He began to untie the ribbon. Vildiar went back to roaring.


Stop wasting my time!
Just tell us the name of the bastard’s father, as if it matters a small splat of bird shit, so we can get on with the real business. We came here for an enthronement, not a half-breed’s send-off.”

Wasat seemed hurt and rather at a loss. He looked to Mom for guidance and she smiled and nodded. Izar had no idea what was coming, but he suspected that Vildiar now did and didn’t like it, so it must be good news.

“Very well.” Wasat turned to face him again. “The document named me. I am Marshal Rigel’s father.”

The audience gasped in unison, then growled in protest.

But Wasat was still kneeling on the Star and not screaming in agony.

“That is impossible!”

“Not quite, Your Highness. There have been other cases, although they are very rare. They seem to be rarer than they were in the distant past, too. But I was Queen Electra’s secret lover for over a century. And twenty or so years ago, she stood right where I’m kneeling now, on the Star of Truth, and swore to me that there had been no others in that time and the child she carried was mine.”

Vildiar leaned back in his throne and his bluster had all gone.
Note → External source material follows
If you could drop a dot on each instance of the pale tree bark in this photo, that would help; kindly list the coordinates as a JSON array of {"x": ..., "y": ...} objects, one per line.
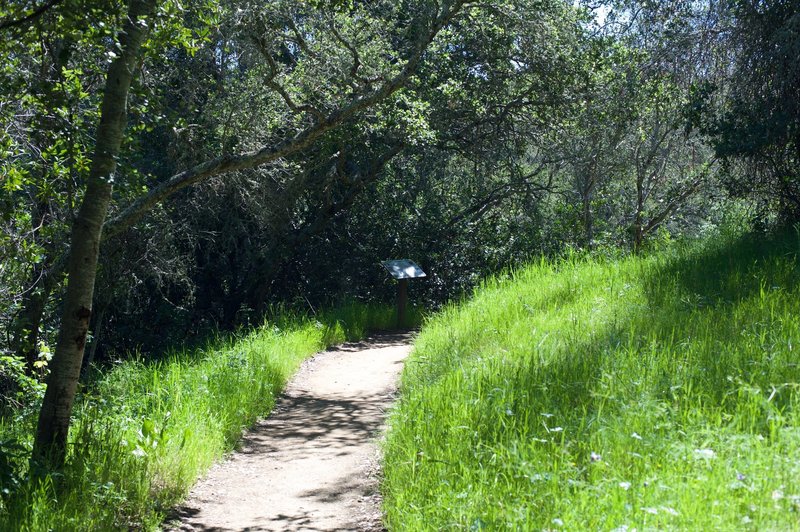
[
  {"x": 88, "y": 229},
  {"x": 50, "y": 445}
]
For the first time in Izar’s memory, he seemed uncertain.

“So he was a freak. He was still a halfling, wasn’t he?”

The old man paused and chose his words carefully, as everyone did when located where he was. “As I said, Your Highness, although I am no lawyer, I have been told that the law is explicit in defining a halfling as the child of a starborn and a human, whether mudling or—”

“Wait!” Mom rose from the throne and walked down the seven long steps to the Star. Wasat hurriedly scrambled away on hands and knees to let her take his place, not taking the time he would need to rise.

“I am Talitha, Queen of the Starlands, and I testify that I have had my advisors search the laws high and low. Nowhere can they find any definition of a halfling other than the one Archivist Wasat just gave us. That definition does not fit Rigel. He could be a three-quarterling, but there is no such term under the law. The child of a starborn and a halfling can neither be a mudling nor a halfling, and must therefore be a starborn. A starborn with some mudling blood in him, perhaps, but still a starborn.

“Furthermore,
Vildiar Naos
, the earthlings classify a species as a group that can produce fertile crossbreeds. I testify to this court that I carry Starborn Rigel’s child, a daughter, whose name appears to be either Altair or Altais, it being too early in my pregnancy for me to be completely certain either way. Starborn Rigel impregnated me a great deal faster than you did, monster. And he did so by being a wonderful lover, not a serial rapist.”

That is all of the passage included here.